How to buy a home? April 30, 2008Posted by shaferfinancial in Uncategorized.
Tags: how to buy a house, loan officer, mortgages, real estate, real estate agent, yield spread premium
Since many people have asked, I decided to answer the questions of what the consumer can do to assure themselves a fair real estate transaction.
1. Check your credit report now. Fix problems and incorrect information as you find them. This is a time consuming issue, so better to find out now and start fixing it if needed. Check you credit report every 6 months thereafter to make sure it stays correct. FICO scores are more important than ever before!
2. Find a mortgage broker that will disclose all fee’s and points including yield spread premium (YSP). Banks don’t have to disclose these back-end expenses by law and most won’t even if you ask them. Negotiate the total amount of fee’s and points the mortgage broker will make on your loan up front. Then demand that the YSP be disclosed when the loan is locked (not 72 hrs. before closing as the law requires). This keeps the loan officer honest and allows for him/her to actually work for you in finding the best program and rate for your individual situation since the loan officer knows how much they are making up front and is satisfied with it. I suggest you find a local loan officer instead of one from a 1-800 number or the internet and have a personal sit down with her/him. You will know if this person is professional and competent by the end of the interview. Listen to your intuition, ask questions about their education and experience, and don’t be afraid to say I don’t feel comfortable doing business with you right now! If they are suggesting that you purchase a home with a payment that scares you, find another mortgage originator. They should have a full appreciation for your financial situation and give you advice on what is too much as well as what program would work the best for you. Be prepared to accept bad news on how much house you can afford as well as when you will be best prepared financially to purchase a home.
3. Find a real estate agent that is experienced and works full-time as an agent. Hire them as a buyer’s agent. Tell them exactly what you are looking for and when you are plan on buying. Use the internet to search for properties and get a feel for the market. When you see a home you like send it to your real estate agent. This will allow them to better understand what you are looking for. Don’t physically look at every house, it only gets confusing after a while. Use the internet and your agent to cull the homes until you have a top 5. Then talk to your agent about each home’s location, the good the bad and the ugly, how each neighborhood is fairing in the current market, schools, etc. Then go look at your top five. I mean really look at the home, spend hours looking at every conceivable part of the property, ask questions as they pop into you head. This is where a great agent should shine. They should be able to honestly discuss all the details of the home with you. If you feel you are not getting the honest answers fire your agent!

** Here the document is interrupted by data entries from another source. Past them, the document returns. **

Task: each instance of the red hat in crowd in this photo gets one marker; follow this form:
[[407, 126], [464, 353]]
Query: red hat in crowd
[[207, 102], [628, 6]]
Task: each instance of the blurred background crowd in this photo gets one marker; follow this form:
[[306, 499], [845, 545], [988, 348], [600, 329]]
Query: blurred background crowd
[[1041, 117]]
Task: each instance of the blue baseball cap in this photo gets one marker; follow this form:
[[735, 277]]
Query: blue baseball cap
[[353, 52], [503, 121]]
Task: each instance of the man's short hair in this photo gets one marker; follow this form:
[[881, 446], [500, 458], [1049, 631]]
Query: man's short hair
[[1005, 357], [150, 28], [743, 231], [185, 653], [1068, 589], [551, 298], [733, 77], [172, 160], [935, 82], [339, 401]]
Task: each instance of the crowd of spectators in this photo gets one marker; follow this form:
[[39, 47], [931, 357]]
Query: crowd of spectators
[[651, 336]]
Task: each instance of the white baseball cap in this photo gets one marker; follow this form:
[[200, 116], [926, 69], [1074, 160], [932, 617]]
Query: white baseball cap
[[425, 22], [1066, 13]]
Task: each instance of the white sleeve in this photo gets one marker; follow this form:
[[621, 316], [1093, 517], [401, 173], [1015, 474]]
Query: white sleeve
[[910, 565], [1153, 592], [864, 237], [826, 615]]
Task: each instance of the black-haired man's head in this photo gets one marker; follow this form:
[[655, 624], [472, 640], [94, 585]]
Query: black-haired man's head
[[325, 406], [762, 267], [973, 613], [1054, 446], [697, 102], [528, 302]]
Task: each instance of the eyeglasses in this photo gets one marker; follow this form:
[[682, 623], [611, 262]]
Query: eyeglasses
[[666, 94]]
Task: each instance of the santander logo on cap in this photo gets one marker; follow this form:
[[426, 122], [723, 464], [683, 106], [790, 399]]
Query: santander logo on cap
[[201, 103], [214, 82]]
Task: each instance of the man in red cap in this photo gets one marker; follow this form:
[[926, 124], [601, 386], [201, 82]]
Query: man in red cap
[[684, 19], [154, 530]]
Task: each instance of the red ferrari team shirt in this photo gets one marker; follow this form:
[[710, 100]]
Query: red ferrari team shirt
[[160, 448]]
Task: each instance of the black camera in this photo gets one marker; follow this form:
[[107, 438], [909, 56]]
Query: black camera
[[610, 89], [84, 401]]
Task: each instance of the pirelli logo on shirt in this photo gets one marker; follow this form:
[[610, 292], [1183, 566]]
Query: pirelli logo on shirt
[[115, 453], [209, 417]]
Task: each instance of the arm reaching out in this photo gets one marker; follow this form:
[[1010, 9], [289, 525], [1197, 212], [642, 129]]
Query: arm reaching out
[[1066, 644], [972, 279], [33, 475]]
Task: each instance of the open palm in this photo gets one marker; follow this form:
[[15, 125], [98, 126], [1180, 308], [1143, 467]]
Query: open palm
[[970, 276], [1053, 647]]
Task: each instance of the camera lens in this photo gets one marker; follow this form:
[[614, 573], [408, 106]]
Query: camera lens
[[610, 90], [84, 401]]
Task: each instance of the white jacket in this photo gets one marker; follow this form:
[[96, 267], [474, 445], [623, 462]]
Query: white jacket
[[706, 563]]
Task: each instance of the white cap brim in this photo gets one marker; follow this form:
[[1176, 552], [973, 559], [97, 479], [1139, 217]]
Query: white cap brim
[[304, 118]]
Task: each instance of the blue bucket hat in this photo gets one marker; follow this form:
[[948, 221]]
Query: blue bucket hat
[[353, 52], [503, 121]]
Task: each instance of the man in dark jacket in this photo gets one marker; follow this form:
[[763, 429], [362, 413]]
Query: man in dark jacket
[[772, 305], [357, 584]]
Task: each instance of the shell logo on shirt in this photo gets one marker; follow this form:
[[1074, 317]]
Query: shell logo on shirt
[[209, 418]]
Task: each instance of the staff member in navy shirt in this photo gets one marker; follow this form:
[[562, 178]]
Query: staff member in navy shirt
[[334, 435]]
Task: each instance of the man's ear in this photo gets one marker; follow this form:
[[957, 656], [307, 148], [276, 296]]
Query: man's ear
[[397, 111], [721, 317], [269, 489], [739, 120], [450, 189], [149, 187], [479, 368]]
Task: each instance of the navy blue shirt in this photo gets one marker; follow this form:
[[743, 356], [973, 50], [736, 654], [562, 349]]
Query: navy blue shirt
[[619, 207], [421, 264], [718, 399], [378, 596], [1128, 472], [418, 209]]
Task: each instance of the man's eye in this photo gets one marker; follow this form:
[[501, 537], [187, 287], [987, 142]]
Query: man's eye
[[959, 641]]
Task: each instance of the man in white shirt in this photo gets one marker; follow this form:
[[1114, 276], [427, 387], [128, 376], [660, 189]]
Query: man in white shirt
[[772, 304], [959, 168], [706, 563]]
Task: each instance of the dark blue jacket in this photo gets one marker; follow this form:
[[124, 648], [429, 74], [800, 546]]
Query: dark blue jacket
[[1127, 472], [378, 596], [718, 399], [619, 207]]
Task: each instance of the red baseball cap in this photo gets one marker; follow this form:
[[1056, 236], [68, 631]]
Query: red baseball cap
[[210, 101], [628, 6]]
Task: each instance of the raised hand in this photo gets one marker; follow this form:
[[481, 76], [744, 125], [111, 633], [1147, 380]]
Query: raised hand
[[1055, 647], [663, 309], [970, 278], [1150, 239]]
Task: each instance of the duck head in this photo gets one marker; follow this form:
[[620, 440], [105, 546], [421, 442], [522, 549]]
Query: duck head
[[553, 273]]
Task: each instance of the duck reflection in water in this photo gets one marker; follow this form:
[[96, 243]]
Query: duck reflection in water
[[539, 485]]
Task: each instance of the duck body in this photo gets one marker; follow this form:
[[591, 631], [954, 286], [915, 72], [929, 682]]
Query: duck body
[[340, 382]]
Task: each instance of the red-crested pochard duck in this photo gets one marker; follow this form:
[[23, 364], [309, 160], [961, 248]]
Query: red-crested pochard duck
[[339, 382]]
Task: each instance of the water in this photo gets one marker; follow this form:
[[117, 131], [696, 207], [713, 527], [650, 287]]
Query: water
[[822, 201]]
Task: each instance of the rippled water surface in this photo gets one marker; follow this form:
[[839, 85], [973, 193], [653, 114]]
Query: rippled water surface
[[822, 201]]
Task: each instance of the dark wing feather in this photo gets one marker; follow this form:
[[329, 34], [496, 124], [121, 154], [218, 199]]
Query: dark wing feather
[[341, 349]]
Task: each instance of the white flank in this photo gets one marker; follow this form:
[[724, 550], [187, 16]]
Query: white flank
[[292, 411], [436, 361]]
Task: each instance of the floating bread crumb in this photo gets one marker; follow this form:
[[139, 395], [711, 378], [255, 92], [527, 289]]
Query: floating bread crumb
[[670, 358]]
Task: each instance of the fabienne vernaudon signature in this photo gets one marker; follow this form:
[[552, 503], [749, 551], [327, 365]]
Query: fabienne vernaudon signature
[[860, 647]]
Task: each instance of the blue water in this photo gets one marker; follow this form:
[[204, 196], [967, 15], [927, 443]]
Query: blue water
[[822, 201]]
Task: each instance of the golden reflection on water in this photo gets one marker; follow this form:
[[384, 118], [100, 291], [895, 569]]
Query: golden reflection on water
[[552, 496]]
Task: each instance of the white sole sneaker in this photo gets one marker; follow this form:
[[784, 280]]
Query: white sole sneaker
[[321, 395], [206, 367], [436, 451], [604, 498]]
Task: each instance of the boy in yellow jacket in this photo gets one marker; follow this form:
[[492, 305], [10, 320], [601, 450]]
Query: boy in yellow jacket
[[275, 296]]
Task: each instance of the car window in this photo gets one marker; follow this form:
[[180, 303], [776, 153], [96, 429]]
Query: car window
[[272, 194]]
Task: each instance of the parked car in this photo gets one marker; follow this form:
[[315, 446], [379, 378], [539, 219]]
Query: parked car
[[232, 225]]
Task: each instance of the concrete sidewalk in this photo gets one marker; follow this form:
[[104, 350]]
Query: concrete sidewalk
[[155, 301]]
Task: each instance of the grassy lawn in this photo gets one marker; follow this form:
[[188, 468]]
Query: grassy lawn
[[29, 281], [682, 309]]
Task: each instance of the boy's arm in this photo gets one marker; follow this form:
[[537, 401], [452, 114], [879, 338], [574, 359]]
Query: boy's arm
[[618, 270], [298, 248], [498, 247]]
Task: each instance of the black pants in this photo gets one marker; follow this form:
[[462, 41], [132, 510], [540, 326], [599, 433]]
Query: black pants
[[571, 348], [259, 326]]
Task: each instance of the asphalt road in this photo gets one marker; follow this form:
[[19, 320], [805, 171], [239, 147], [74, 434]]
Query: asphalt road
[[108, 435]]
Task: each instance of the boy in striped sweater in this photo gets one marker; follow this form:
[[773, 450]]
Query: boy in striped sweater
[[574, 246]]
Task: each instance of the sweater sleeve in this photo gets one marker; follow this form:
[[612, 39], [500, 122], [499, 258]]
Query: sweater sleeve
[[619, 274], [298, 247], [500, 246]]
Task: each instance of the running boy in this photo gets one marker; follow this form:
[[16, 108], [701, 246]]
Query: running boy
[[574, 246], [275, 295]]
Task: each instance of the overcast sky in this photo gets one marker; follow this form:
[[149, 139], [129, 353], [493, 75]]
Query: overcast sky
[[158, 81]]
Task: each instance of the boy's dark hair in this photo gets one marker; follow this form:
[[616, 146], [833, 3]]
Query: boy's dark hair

4. Never use the agent’s in-house mortgage guy. Usually there is a business relationship between the lender and the real estate broker which allows the broker to share the profits of the loan. This means the loan officer will have to add in unecessary fee’s/points to make up for having to share the proceeds. Never use the associated title company for the same reason. Ask if there are any business relationships between the real estate broker and all the other parties. Part of the failure of the last few years is that there were too close of connections between all the parties in the real estate deal. Talk to the appraiser before they appraise your home. Tell them they work for you and you want to know what the real appraised value is, not what the loan officer, real estate agent, or seller thinks it is. Hold the appraiser accountable for her/his work! They are there to protect the lender and YOU from paying over market value.
5. Read all the paperwork. I know for the most part it will read like gobbligook to you, but you would be surprised what you learn from reading it.
6. Don’t be fee driven. Many people shoot themselves in the foot by trying to use folks who charge less fee’s. You get what you pay for. You want to work with experienced professionals who will expect to be fairly compensated. These folks are your best defense against making a bad decision, treat them fairly and they will help you immensely.
7. Choose several homes you would be happy to purchase. Start with the one you like the best and negotiate hard with the seller. Be willing to walk away if the seller won’t negotiate. Move on to the next one on your list and start negotiating hard. Repeat if necessary.